Growth factors are not the only biologically effective molecules contained in UCBS: albumin, vitamin A, fibronectin, and lactoferrin act as complementary trophic and defensive agents for the ocular surface. Albumin (0.023 mg/mL in tears and 53 mg/mL in UCBS) serves as a carrier and antioxidant buffer, binding free fatty acids, heme, and reactive aldehydes, thereby limiting oxidative and proteolytic damage while helping maintain osmotic balance and tear film stability. Vitamin A (0.02 mg/mL in tears and 46 mg/mL in UCBS) drives epithelial differentiation through RAR/RXR signaling, preserves conjunctival goblet cells, promotes mucin expression and prevents keratinization [14]. Figure 9 shows growth factors in tears compared to those present in UCBS.

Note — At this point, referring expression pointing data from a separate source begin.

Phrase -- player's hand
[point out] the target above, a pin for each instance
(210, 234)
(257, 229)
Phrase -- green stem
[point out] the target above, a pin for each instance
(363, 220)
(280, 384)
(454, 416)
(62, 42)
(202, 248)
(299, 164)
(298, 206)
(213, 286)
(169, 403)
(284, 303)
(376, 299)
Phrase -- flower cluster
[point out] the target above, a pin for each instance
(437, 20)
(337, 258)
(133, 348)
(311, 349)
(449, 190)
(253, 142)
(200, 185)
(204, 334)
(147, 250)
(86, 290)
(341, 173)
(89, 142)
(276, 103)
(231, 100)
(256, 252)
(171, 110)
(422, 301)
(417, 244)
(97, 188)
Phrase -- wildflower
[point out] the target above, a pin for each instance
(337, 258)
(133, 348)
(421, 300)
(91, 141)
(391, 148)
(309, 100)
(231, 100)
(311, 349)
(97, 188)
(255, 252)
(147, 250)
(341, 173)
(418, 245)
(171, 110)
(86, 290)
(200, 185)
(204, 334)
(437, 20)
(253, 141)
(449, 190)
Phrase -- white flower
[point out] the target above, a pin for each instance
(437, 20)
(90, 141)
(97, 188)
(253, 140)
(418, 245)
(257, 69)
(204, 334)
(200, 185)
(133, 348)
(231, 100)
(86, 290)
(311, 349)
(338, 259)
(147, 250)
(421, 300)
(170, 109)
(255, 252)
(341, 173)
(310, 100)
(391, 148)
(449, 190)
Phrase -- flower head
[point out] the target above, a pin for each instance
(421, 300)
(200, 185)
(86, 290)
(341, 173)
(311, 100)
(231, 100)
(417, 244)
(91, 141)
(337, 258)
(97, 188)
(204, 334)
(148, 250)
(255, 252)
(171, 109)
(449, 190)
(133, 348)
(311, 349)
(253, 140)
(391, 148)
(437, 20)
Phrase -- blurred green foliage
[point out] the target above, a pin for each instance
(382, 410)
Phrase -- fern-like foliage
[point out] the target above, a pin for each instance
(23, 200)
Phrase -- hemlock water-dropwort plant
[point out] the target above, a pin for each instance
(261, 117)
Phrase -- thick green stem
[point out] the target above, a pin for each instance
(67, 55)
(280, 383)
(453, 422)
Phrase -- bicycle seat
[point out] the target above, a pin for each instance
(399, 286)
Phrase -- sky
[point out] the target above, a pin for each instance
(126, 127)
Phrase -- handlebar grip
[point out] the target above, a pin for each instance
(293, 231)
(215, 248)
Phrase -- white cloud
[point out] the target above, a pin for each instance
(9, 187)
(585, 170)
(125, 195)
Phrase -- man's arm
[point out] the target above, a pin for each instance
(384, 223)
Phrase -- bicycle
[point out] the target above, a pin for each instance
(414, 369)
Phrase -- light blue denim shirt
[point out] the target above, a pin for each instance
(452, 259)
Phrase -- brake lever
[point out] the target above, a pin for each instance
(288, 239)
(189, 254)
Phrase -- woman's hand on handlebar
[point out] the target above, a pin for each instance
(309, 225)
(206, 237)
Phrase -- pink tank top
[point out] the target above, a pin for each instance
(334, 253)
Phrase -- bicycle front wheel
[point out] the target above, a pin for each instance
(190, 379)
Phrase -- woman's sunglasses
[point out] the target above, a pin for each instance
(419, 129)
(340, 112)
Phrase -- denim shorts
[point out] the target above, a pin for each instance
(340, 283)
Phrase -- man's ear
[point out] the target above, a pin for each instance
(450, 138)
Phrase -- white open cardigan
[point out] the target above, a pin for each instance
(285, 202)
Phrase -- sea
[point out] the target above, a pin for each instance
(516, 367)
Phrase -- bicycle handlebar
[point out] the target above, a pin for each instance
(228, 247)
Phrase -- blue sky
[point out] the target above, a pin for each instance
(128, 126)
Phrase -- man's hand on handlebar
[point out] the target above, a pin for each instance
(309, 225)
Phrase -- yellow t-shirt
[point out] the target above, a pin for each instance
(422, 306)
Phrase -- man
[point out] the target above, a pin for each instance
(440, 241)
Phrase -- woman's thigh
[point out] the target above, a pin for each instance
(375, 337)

UCBS eyedrops show significant anti-inflammatory effect that helps to alleviate symptoms of Dry Eye Disease: it is well-known that in severe DED, there is a prevalence of pro-inflammatory cytokines such as IL-1 and IL-6, which perpetuate epithelial damage, reduce the potential for corneal repair, and worsen the patient’s symptoms [2].

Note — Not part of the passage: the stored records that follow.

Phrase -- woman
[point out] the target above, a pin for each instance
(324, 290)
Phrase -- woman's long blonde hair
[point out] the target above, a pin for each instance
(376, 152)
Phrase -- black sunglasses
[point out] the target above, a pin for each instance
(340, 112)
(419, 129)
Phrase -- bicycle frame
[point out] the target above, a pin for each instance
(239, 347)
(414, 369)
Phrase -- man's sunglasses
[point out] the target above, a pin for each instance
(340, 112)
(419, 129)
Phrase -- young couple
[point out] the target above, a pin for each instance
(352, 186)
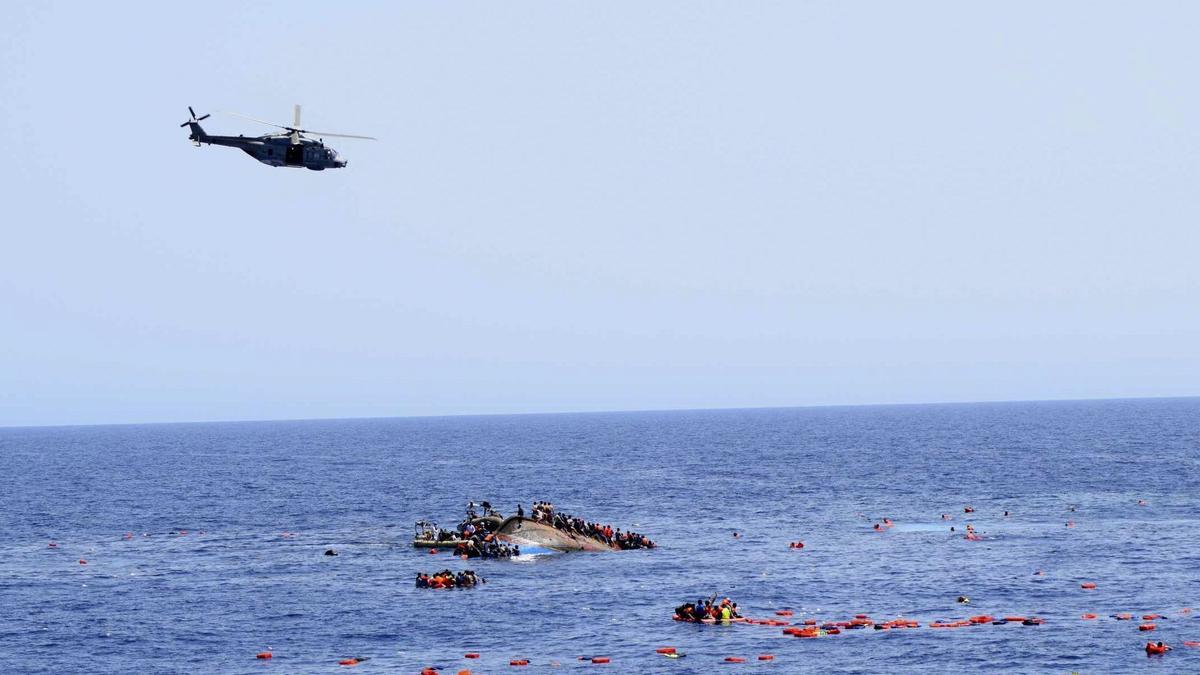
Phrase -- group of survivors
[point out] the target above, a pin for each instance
(707, 611)
(448, 579)
(544, 512)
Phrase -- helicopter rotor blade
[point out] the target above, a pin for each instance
(255, 119)
(336, 135)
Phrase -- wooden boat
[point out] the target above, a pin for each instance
(528, 532)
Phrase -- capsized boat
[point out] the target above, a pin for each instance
(529, 532)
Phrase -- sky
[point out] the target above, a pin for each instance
(597, 205)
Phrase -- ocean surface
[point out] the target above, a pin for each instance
(261, 502)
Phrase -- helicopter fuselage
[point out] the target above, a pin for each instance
(276, 150)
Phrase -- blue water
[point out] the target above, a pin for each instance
(208, 602)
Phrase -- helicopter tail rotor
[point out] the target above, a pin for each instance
(193, 121)
(193, 118)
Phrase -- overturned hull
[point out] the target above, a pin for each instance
(525, 531)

The anti-inflammatory activity of UBCS can be attributed to its cytokine profile, high levels of anti-inflammatory molecules, such as IL-10, while pro-inflammatory cytokines like IL-1 and TNF are present at minimal concentrations [13]. Figure 10 shows the different mechanisms and factors involved in inflammation of the ocular surface.

5. Conclusions

In a cohort of patients with severe, treatment-refractory DED and complex ocular surface disease, UCBS eyedrops were well-tolerated and associated with substantial improvements in symptoms (OSDI, SANDE, VAS) and objective signs (TBUT, Schirmer I, Oxford staining, BCVA). These results support UCBS as a credible adjunct or rescue therapy when conventional approaches fail.

From a translational standpoint, earlier consideration of UCBS may be warranted in phenotypes driven by epithelial instability and inflammation. To solidify its role, the field now needs comparative trials against autologous serum and standardized protocols that reduce between-center variability in product composition and dosing.